The function of “woke” for the young generation of would-be revolutionaries in Ferguson, Missouri, was similar to that of “hip” for their predecessors in the 1960s Black Power movement. To be “hip,” for groups like the Black Panthers, was to be in the know — to understand the shadowy forces keeping The Man in power. Speaking as a young right-winger, my side of the aisle uses words like “based” and “redpilled” in a similar way.

But just explaining these terms feels a little contrived. The thing is, words like “woke” and “based” only really work so long as they are insider terms — they become less useful once they are widely adopted. That’s likely why actual woke activists have long since stopped using the word as a term of self-identification.

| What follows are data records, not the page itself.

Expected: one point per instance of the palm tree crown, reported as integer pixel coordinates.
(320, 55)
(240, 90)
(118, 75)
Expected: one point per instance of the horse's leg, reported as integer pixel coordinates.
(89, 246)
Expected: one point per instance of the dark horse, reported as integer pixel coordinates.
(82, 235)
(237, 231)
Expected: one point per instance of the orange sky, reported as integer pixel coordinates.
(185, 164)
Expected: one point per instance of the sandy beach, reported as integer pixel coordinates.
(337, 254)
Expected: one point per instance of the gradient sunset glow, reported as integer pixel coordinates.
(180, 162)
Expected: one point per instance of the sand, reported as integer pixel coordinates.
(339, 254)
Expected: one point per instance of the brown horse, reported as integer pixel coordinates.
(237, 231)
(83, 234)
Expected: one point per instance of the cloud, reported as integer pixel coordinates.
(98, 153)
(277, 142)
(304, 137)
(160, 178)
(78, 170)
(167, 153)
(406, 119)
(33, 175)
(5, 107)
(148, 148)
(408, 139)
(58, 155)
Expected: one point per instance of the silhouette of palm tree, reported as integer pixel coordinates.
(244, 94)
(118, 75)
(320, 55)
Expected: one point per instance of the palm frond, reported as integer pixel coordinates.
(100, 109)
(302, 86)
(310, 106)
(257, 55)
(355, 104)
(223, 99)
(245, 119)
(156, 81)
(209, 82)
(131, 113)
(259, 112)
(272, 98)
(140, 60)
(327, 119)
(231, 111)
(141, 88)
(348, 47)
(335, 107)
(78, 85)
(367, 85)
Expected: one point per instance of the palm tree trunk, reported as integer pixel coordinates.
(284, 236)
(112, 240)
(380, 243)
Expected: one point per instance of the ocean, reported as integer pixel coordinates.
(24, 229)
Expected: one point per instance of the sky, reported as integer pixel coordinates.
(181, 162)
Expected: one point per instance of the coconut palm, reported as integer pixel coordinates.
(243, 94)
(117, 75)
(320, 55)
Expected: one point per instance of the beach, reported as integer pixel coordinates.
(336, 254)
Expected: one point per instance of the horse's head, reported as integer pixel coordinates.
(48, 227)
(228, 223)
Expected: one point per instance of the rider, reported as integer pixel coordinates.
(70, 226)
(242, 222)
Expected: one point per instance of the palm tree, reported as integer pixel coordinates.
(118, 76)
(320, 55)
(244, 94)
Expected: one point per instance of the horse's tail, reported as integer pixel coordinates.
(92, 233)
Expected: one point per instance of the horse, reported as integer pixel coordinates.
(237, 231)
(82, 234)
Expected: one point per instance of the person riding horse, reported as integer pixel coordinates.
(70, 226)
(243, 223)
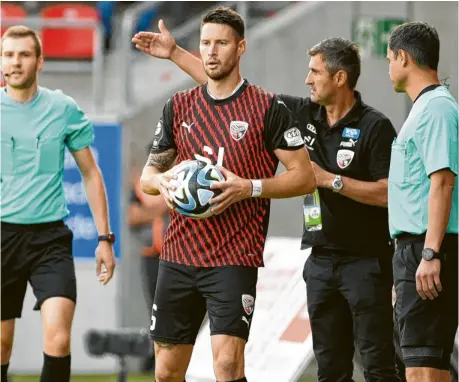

Even among the ideology’s opponents, the mass democratization of the use of “woke” has rendered the word more conceptually flimsy, thrown around by anyone to describe just about anything. It no longer means much at all.

That’s why I’m resolving here and now, dear reader, to try to use the word less. Of course, I’m incapable of thinking of a better term. So I’m still going to use it. But I’m going to start making fun of other people for doing the same. Is that hypocritical? Very well then — I contradict myself. I contain multitudes.